See How this compared to the other aiders and etriers that we tested in our complete Aider Review.
RELATED REVIEW: Finding the Perfect Big Wall Aider
Our Analysis and Hands-on Test Results
It's all about the steps: beefy 1" webbing is covered with beefy 1.75" webbing to create the most comfortable steps out there. The beefy plastic spreader bar up top does two things: 1) It keeps the steps open so you can get your foot in and 2) keeps the aider from squeezing the sides of your foot. The steps are relatively close together so that you can rest with two feet in the aider when selecting gear. Then when you reach up to place a piece you stand just on your one top foot. This is important, especially for people who are moving from using four aiders to just two. The construction is bomber. Chris Mac says he has put more than 15 big wall ascents in his and has yet to wear a pair out.
One extra feature is the elastic strap under a few of the steps that keeps your foot from coming out of the aider. Some people, especially beginners, might appreciate this. However, we don't use this feature because it takes more time and makes it annoying when you want to quickly step out of the aiders while cleaning. Most importantly, over time you will get good enough at ascending that your feet won't come out of the aiders.
When Chris Mac teaches aid climbing, he finds that most people have a much easier time with this aider because of the intuitive ladder style design and generously sized steps. He now only teaches with ladder style aiders.
The downside to this aider is the weight and bulk that are the tradeoff for the aider being so comfortable and durable. For a free climbing-intensive aid wall such as The Nose, this aider is bulky and heavy when clipped to the side of your harness while making free moves. Also, it is more likely to get stuck in cracks. If you are cleaning with these aiders, you can definitely feel that they are heavier, especially when pushing up the top ascender. However, at the belay you will be happy to stand around in such comfy steps.
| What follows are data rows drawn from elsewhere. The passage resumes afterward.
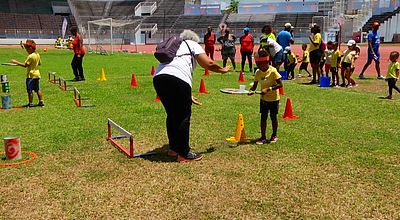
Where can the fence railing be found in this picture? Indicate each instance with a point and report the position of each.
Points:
(29, 34)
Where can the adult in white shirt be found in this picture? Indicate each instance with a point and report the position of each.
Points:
(173, 84)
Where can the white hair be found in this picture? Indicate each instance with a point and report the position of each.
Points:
(190, 35)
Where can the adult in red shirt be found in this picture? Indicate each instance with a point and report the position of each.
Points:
(79, 53)
(246, 48)
(209, 42)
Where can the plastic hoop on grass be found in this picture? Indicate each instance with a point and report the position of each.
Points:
(33, 156)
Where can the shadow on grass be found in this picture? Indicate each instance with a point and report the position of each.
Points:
(160, 154)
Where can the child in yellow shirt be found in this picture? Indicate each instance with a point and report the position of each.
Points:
(270, 81)
(347, 64)
(31, 64)
(393, 73)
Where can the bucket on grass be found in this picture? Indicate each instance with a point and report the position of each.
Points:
(3, 78)
(12, 147)
(324, 81)
(283, 73)
(5, 87)
(6, 102)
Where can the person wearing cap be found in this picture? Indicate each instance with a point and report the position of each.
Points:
(347, 64)
(228, 47)
(373, 51)
(31, 64)
(267, 32)
(315, 52)
(285, 39)
(79, 53)
(246, 48)
(292, 62)
(270, 81)
(209, 42)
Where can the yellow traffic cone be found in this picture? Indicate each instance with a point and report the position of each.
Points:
(240, 135)
(102, 75)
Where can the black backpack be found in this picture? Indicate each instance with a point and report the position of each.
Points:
(166, 50)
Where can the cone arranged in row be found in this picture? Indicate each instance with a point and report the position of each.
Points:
(241, 77)
(240, 134)
(133, 81)
(206, 72)
(202, 89)
(289, 111)
(102, 75)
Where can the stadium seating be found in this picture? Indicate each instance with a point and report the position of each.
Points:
(380, 18)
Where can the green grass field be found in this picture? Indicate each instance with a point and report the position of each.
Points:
(340, 159)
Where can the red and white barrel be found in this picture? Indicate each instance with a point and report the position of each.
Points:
(12, 147)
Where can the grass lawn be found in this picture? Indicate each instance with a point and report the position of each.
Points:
(340, 159)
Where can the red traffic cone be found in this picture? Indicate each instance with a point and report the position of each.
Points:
(133, 81)
(152, 71)
(202, 89)
(206, 72)
(281, 91)
(241, 77)
(289, 111)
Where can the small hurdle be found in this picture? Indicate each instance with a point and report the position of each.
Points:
(78, 99)
(62, 84)
(123, 134)
(52, 77)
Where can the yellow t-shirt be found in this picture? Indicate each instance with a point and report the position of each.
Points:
(393, 67)
(306, 56)
(317, 39)
(348, 56)
(335, 56)
(32, 69)
(268, 79)
(292, 58)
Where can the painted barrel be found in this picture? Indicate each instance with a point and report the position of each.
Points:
(3, 78)
(12, 147)
(5, 86)
(6, 102)
(324, 81)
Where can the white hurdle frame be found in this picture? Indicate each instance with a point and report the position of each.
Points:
(124, 134)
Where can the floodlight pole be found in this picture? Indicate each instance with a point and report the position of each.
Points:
(111, 39)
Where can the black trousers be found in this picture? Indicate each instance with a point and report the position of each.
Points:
(77, 67)
(392, 85)
(176, 97)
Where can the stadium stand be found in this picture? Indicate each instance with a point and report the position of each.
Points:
(380, 18)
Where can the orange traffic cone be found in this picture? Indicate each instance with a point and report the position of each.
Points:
(289, 111)
(206, 72)
(202, 89)
(157, 99)
(281, 91)
(241, 77)
(152, 71)
(133, 81)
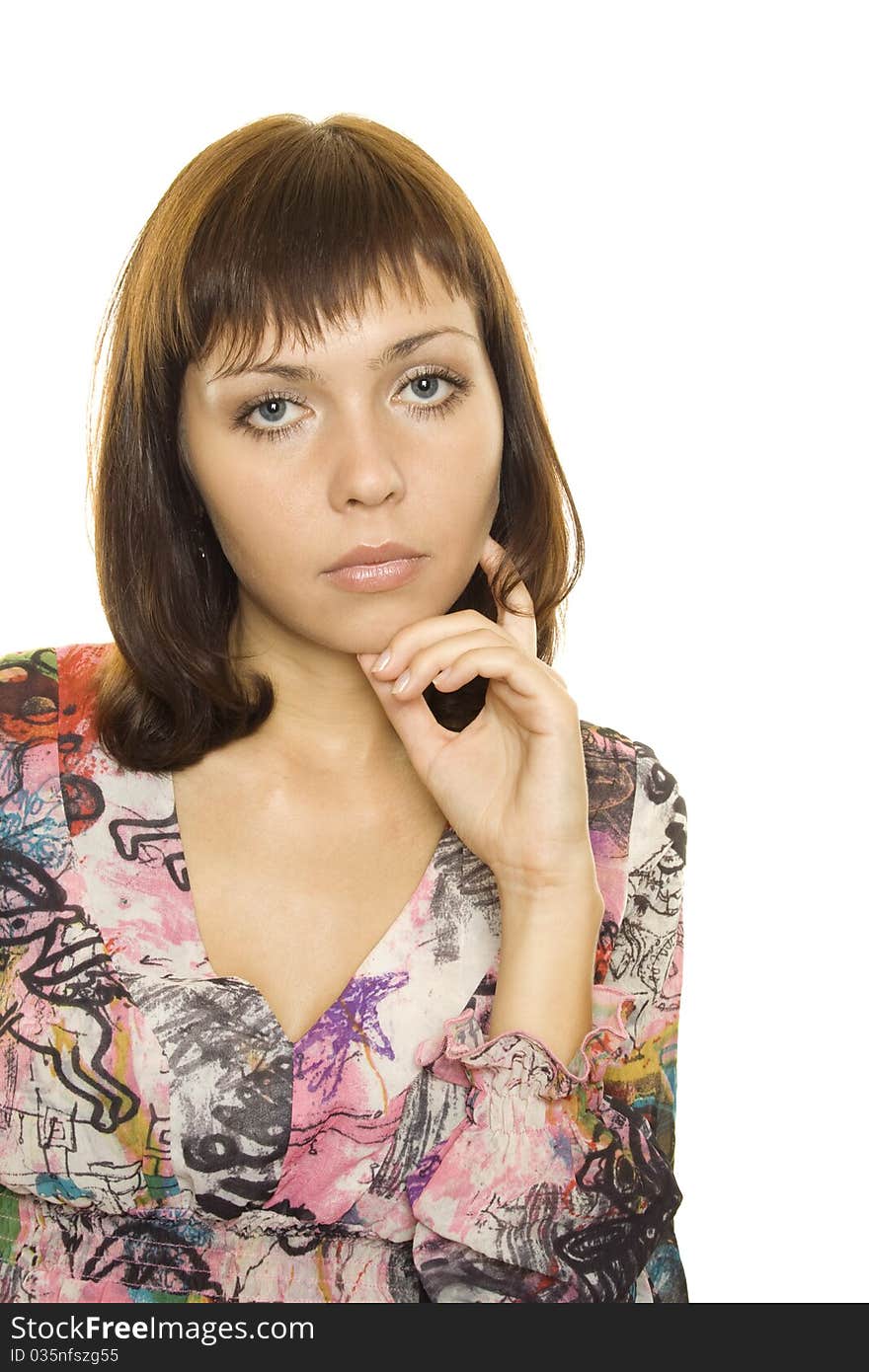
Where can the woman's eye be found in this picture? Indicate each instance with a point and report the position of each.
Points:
(428, 387)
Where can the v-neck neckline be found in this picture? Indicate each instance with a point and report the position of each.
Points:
(365, 967)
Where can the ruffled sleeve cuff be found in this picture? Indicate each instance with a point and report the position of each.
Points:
(516, 1073)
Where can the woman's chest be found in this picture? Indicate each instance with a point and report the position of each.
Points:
(298, 910)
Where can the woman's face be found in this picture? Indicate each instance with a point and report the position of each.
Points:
(295, 472)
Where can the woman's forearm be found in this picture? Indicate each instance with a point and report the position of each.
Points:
(546, 964)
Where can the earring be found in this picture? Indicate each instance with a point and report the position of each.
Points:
(200, 531)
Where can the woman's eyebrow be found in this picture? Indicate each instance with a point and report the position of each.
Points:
(306, 373)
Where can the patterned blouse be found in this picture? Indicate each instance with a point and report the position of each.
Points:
(161, 1139)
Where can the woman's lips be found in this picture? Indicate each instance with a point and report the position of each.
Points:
(376, 576)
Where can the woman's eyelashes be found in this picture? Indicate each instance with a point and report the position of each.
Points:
(422, 411)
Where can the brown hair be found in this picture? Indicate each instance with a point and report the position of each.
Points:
(344, 200)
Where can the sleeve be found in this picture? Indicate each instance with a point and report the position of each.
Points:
(558, 1182)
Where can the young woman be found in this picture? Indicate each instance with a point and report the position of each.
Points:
(341, 956)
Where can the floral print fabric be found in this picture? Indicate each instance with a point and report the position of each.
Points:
(162, 1140)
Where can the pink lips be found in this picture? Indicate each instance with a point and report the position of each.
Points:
(364, 555)
(378, 576)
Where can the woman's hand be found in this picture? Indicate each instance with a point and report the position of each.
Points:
(513, 782)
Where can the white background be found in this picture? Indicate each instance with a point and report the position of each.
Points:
(679, 195)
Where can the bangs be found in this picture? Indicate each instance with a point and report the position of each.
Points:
(302, 236)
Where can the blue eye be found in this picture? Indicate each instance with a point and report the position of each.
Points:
(422, 411)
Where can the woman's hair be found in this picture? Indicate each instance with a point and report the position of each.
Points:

Chris Mac recommends this aider when teaching people to aid climb or when he is doing more aid-intensive big walls (as opposed to walls that have a lot of free climbing such as El Capitan's Nose). He has used the 6 step length but very tall people or people doing really hard aid might consider the 7 step length. Chris has considered chopping off a step to make a 5 step aider for more free intensive routes like The Nose where normally he would use a standard Etrier style.
Chris says, "I have used these a lot after Ammon McNeely showed them to me then gave me a pair (thanks Ammon!). Up until that point, I was a diehard user of the standard aider style or "etrier" style. But after using these for one wall I was a convert to the Yates Big Wall Ladder. I have used them for every aid-instensive big wall I have done in the last five years."
This aider is $10-15 more than most other aiders except for the Petzl. We think the price premium is worth it, but if you are on a strict budget or are not going to do many walls, you might consider a less expensive aider Such as the Metolius 5 Step Aider or Fish Smart Aider.